Despite the fact that some countries saw an increase in narcolepsy cases, the risk of developing narcolepsy after getting vaccinated was still pretty slim. According to the World Health Organization, during the pandemic in Finland, the risk of narcolepsy among people 4-19 years old who were vaccinated with Pandemrix was nine times higher than those who hadn’t been vaccinated. But still, that risk is 1 in 12,000, meaning people ages 4-19 years old who received the vaccine had a 1 in 12,000 chance of developing narcolepsy. Among other age groups, researchers didn’t find an increased risk. In Sweden, children and adolescents vaccinated had a risk four times higher of developing narcolepsy—3 cases of narcolepsy per 100,000 vaccinated children and adolescents. Again, not a huge risk, but an increased risk all the same. In the UK, the National Health Service found the risk of developing narcolepsy among vaccinated children and adolescents was around 1 in 52,000.

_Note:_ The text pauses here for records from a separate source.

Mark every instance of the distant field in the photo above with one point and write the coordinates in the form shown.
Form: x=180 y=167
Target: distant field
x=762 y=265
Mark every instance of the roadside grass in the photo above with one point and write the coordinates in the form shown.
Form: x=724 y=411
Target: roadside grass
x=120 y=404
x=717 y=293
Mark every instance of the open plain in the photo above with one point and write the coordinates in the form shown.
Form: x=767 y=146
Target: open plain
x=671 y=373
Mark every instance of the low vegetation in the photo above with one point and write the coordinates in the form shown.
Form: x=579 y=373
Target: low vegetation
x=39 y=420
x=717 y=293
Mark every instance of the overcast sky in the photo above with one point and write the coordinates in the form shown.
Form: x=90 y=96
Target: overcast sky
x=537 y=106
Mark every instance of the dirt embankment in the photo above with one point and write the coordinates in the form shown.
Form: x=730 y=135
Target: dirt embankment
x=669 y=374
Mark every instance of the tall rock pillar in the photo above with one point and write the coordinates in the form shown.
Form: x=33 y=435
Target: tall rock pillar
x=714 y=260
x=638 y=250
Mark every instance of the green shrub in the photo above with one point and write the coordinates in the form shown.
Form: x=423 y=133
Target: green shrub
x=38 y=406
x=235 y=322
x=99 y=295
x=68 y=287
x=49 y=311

However, as Helen Branswell reports in her article for STAT, China also saw an increase in narcolepsy cases during the H1N1 pandemic even though China did not vaccinate its citizens. Some scientists then wondered if the influenza could be the trigger for narcolepsy. The general idea surrounding the pathology of narcolepsy is that the immune system somehow destroys hypocretin-producing brain areas. Scientists believe that this autoimmune response may be triggered by infection, like swine flu or strep throat.

Branswell also reported that a new, unpublished study funded by the CDC did not find that the adjuvant in the vaccine led to a rise in narcolepsy cases. But, as she writes, “absence of evidence is not evidence of absence.” The lead author on the unpublished study told Branswell that despite his negative results, he believes there is an association between the adjuvant and the rise in narcolepsy cases.

Despite the notion among scientists that there could be a link between the vaccine and development of narcolepsy, it is not as simple as “vaccines cause narcolepsy.” In fact, as we now know, it’s much more complicated. Not NEARLY everybody vaccinated with Pandemrix developed narcolepsy. Despite an increase risk among some vaccinated individuals, the risk of developing narcolepsy was still quite small.  A bunch of other factors, including genetics, infection and other influences that may not have been discovered yet, play a role.